En dépit d’un regain d’intérêt lors du Covid à la faveur de la suspension des échanges commerciaux, le bois local – la valorisation des massifs forestiers à l’échelle régionale – reste largement sous-utilisé dans le secteur du bâtiment et de l’aménagement en France. Des arbres autrefois valorisés en bois d’œuvre pour la construction et l’ameublement sont engloutis dans la filière bois-énergie, quand leurs troncs ne sont pas exportés tels quels, pour être transformés ailleurs. Le cercle est vicieux : fermeture des scieries, inadaptation des outils et des savoir-faire de transformation, homogénéisation des peuplements, etc.

Un dossier de Christophe Tréhet, pour le 18ème numéro de la revue Sesame (décembre 2025)

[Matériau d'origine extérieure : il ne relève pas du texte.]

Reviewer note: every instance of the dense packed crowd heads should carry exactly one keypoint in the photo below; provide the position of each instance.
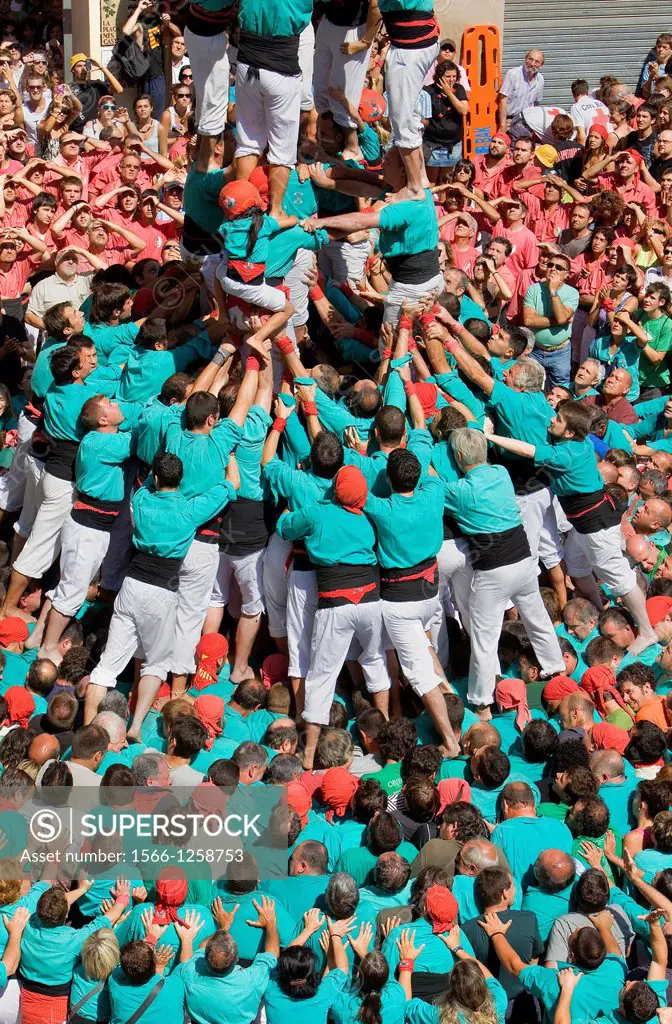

« A gauche, là, vous voyez les frumes [NDLR : les troncs coupés], au fond, la scierie où elles sont apportées en fonction des commandes et, après, les produits ressortent à droite pour le stockage avant livraison. » Le visiteur de la scierie Sefob, à Saint-Maclou dans l’Eure, est accueilli par ces explications face aux poteaux, lisses, montants d’ossature, lames de bardage et de terrasse et autres lambourdes alignés dans le vaste espace dédié. Créée en 1962 par son grand-père, l’entreprise que gère aujourd’hui Patrice Gastebois est l’une des plus importantes pour l’exploitation et la transformation des résineux dans le Nord-Ouest, lesquels n’occupent pourtant que 15 % du volume de bois sur pied. C’est que les conifères, à l’inverse des feuillus, sont très majoritaires dans la construction, avec une espèce qui gagne en notoriété, le pin de Douglas : « Les volumes accessibles de cette essence ont explosé car les arbres plantés dans les années 1960 et 1970 sont arrivés à maturité, explique Patrice Gastebois. Du fait de ses qualités mécaniques et de sa résistance naturelle aux insectes et aux champignons, la demande a augmenté, notamment avec l’essor de l’ossature bois comme technique de construction. »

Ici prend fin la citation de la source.